イマドキEVのあるべき姿!「ホンダe」は見た目、走り、機能のすべてが斬新

■積極的に選んでもらえるよう個性を追求

「例えば『フィット』からエンジンを外し、バッテリーとモーターを積んでEVに仕立てたとします。そんなクルマが、果たしてマーケットで存在感をアピールできるでしょうか」。開発責任者のこの言葉こそが、ホンダ初の量産EVとして誕生したホンダeのキャラクターを理解する上でのヒントとなる。

ここでいうマーケットとは日本のことではなく、厳しい燃費規制によってEVを積極的に販売する必要に迫られている欧州市場を指す。欧州では、メーカーごとの平均燃費(=二酸化炭素排出量)を抑えなければ罰金を科せられる規制が2021年からスタートする。平均して、走行1km当たりの二酸化炭素発生量を95gに抑えなければならないそれは、ガソリン車でいえば平均燃費20km/Lに相当するもので、かなり厳しい。昨今、各メーカーが、ヨーロッパ向けに“走行中に二酸化炭素が発生しない”EVを相次いで発売している裏には、そんな事情が隠されているのだ。

そのためホンダも、このクルマをヨーロッパでたくさん売らなければならない。しかし、欧州市場ではまだまだ影の薄いホンダとしては、“普通のEV”を作っても目立つことができない。そこで「積極的に選んでもらえる存在」となるために、個性際立つEVが必要だったというわけだ。

■新しさと温かみをミックスした内外装デザイン

ではホンダeは、どんな個性の持ち主なのだろう? まず注目すべきは、丸いヘッドライトがキュートなルックスだ。レトロ風でありながらモダンで、まるでモーターショーに展示されるコンセプトカーがそのまま街へと出て来たかのように斬新。EVうんぬんという前に、このスタイルだけでホンダeが欲しいと感じたのは、筆者だけなないだろう。

他のどんなクルマとも似ていない、独特の存在感を具現するため、ホンダが徹底したのは市販車のレベルを大きく超えたシンプル化だ。車体に入る仕切り線などのラインを最小限に抑えるとともに、前後のライト類は左右それぞれひとつのユニットに機能を集約。また、フロントは格納式とし、リアはガラス脇に配置することで目立たなくしたドアハンドルや、カメラでの代用によるドアミラーレス仕様の導入など、常識を超えたディテールが散見される。
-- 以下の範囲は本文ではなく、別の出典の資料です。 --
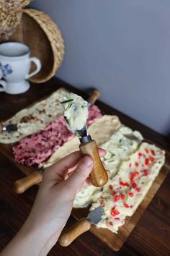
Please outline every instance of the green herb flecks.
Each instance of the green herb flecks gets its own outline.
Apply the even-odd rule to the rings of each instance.
[[[114,154],[114,153],[109,151],[109,153],[110,153],[110,157],[112,158],[114,156],[115,156],[115,154]]]
[[[64,103],[67,103],[68,102],[71,102],[71,101],[73,101],[73,99],[70,99],[70,100],[61,101],[61,103],[64,104]]]
[[[110,160],[110,161],[108,161],[108,163],[112,163],[112,162],[114,162],[114,161],[115,161],[115,160]]]
[[[69,124],[69,121],[68,120],[68,119],[66,118],[66,116],[64,116],[64,119],[67,123],[67,124]]]
[[[103,160],[103,161],[107,161],[107,158],[104,156],[102,160]]]

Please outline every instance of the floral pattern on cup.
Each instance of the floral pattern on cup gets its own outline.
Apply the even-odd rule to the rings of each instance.
[[[8,64],[2,65],[1,63],[0,63],[0,69],[3,72],[4,77],[6,77],[7,74],[10,74],[13,72],[11,66]]]

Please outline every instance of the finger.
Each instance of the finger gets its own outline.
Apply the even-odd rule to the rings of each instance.
[[[74,192],[86,181],[93,168],[93,160],[89,155],[85,155],[79,162],[73,173],[66,181],[66,183]]]
[[[48,183],[50,186],[64,180],[66,174],[68,171],[69,168],[76,166],[80,158],[82,158],[80,151],[76,151],[66,156],[57,163],[47,168],[45,171],[43,180]],[[49,183],[49,182],[50,182]]]
[[[99,151],[99,156],[101,158],[104,157],[107,154],[106,150],[104,149],[103,149],[103,148],[98,148],[98,151]]]
[[[103,157],[103,156],[104,156],[104,155],[106,155],[106,153],[107,153],[107,152],[106,152],[105,150],[104,150],[103,148],[98,148],[98,152],[99,152],[99,156],[100,156],[101,158]],[[81,160],[81,158],[80,158],[79,160]],[[104,163],[103,163],[104,164]],[[77,167],[78,164],[79,164],[79,163],[76,163],[76,164],[75,164],[75,165],[73,166],[72,167],[70,167],[70,168],[68,168],[68,173],[72,172],[73,171],[74,171],[75,168]]]

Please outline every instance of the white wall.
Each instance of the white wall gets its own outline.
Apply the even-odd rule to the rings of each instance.
[[[56,75],[164,134],[170,133],[169,0],[35,0],[60,27]]]

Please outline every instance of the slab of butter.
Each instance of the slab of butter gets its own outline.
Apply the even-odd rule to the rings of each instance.
[[[138,140],[128,139],[126,135],[135,135]],[[143,137],[140,132],[133,132],[131,129],[122,127],[115,132],[109,140],[101,145],[101,148],[107,151],[107,155],[102,160],[104,163],[105,168],[110,171],[109,179],[115,176],[121,162],[128,159],[129,155],[138,148],[142,140]],[[92,195],[97,190],[100,191],[100,189],[90,185],[82,188],[75,197],[73,207],[80,208],[89,205]]]
[[[104,143],[111,135],[121,126],[121,123],[116,116],[104,115],[97,119],[88,129],[88,133],[91,138],[95,140],[97,145]],[[75,137],[55,152],[48,161],[43,163],[43,168],[46,168],[67,155],[79,150],[80,142],[78,137]],[[42,167],[42,164],[40,166]]]
[[[117,233],[132,216],[151,187],[165,161],[165,152],[154,145],[143,142],[128,161],[124,161],[117,174],[92,195],[90,210],[103,206],[103,220],[97,228]]]
[[[53,121],[59,114],[63,113],[63,107],[61,101],[68,93],[66,89],[61,88],[45,100],[21,110],[11,119],[3,122],[3,125],[17,124],[18,130],[0,134],[0,143],[14,143],[26,136],[45,129],[48,122]]]

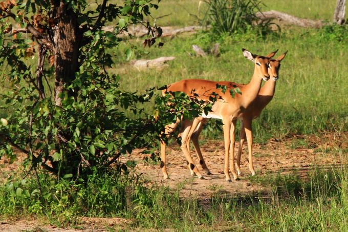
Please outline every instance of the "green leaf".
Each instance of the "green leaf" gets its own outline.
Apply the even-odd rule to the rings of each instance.
[[[93,155],[95,154],[96,149],[93,144],[92,144],[90,146],[90,152],[91,152],[91,154],[92,154]]]
[[[58,152],[55,152],[53,155],[53,161],[59,161],[61,159],[61,154],[58,153]]]
[[[120,18],[120,20],[118,22],[118,26],[122,28],[125,26],[126,26],[126,21],[124,20],[124,18]]]
[[[33,196],[35,194],[39,194],[40,193],[40,189],[38,188],[35,189],[33,190],[33,192],[31,192],[31,196]]]
[[[68,179],[68,178],[71,178],[72,177],[73,177],[73,174],[69,174],[64,175],[64,176],[63,177],[63,178],[66,178],[66,179]],[[33,194],[32,193],[32,194]]]
[[[129,59],[130,59],[130,57],[132,57],[132,55],[133,54],[133,51],[130,49],[128,48],[127,49],[125,52],[125,54],[127,56],[127,60],[129,60]]]
[[[122,14],[126,14],[128,13],[130,9],[132,9],[132,6],[129,5],[127,5],[124,6],[122,10],[121,10],[121,13]]]
[[[29,194],[29,191],[27,189],[24,189],[23,193],[23,195],[27,197],[30,197],[30,194]]]
[[[97,147],[100,147],[100,148],[104,148],[104,147],[105,147],[105,146],[104,146],[103,144],[100,143],[100,142],[96,142],[96,143],[94,143],[94,145],[95,145],[95,146],[96,146]]]
[[[18,197],[20,197],[21,196],[21,194],[23,192],[23,189],[20,188],[20,187],[17,187],[17,191],[16,191],[16,195],[18,196]]]

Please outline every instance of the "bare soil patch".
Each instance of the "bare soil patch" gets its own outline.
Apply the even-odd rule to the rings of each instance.
[[[305,176],[314,167],[336,168],[346,165],[346,154],[338,152],[346,150],[347,134],[327,134],[322,138],[312,136],[298,136],[285,141],[271,139],[268,144],[260,145],[254,144],[254,167],[257,175],[279,173],[287,175],[294,171]],[[237,144],[236,144],[236,154]],[[267,193],[267,186],[252,184],[249,170],[246,142],[241,160],[242,173],[239,180],[229,183],[225,180],[224,174],[225,147],[223,141],[208,141],[201,145],[205,162],[212,175],[207,175],[199,164],[199,160],[194,149],[191,154],[199,170],[205,179],[200,180],[191,176],[186,159],[179,145],[173,144],[167,149],[167,172],[170,179],[165,180],[158,163],[149,163],[144,160],[146,156],[135,151],[123,157],[124,161],[135,160],[138,172],[143,173],[157,184],[168,186],[173,189],[181,188],[183,197],[194,197],[209,198],[216,191],[240,195],[254,195],[255,193]],[[148,159],[147,159],[148,160]]]
[[[260,145],[254,144],[253,147],[254,165],[256,175],[287,175],[296,170],[297,173],[306,176],[314,167],[320,168],[339,168],[348,165],[346,151],[348,149],[348,133],[337,134],[328,133],[321,137],[315,136],[297,136],[284,141],[271,139],[268,144]],[[206,141],[202,143],[201,150],[206,163],[213,175],[208,176],[202,170],[195,153],[192,156],[203,175],[204,180],[198,179],[190,174],[184,162],[185,157],[179,145],[174,143],[167,147],[167,168],[170,179],[163,179],[159,164],[155,162],[145,162],[147,155],[141,150],[121,158],[121,162],[134,160],[138,161],[136,171],[151,180],[159,185],[179,189],[181,196],[209,199],[219,191],[236,195],[254,196],[255,193],[267,193],[267,186],[257,185],[250,181],[251,173],[247,160],[246,143],[241,159],[242,174],[240,180],[229,183],[225,180],[223,173],[224,150],[223,141]],[[192,151],[193,150],[192,149]],[[8,160],[3,157],[0,160],[0,182],[7,179],[11,173],[18,171],[18,165],[23,159],[19,156],[17,161],[9,164]],[[1,216],[0,213],[0,216]],[[0,218],[1,218],[0,217]],[[57,228],[37,219],[15,219],[0,220],[0,231],[103,231],[108,227],[127,224],[124,219],[81,218],[80,225],[74,228]]]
ちなみに、イマドキの4ドア車としては珍しく、ホンダeのドアはサッシュレス仕様となるが、その理由は「ウインドウガラスとピラーの段差を極限まで減らし、スッキリと見せるため」というから恐れいる。ナンバーの付いたクルマで公道をドライブした今でさえ「これは本当に市販車なのか?」と疑いそうになるほど、市販車離れした近未来感がホンダeの個性といえる。

さらにホンダeは、車内に乗り込んでからも乗員を楽しませてくれる。市販車の常識を超えるデザインは、インテリアにも及んでいるのだ。何より斬新なのは、ダッシュボードのデザイン。右端から左端まで、計5枚の液晶ディスプレイが並ぶダッシュボードは、これまでの市販車では見たことがない。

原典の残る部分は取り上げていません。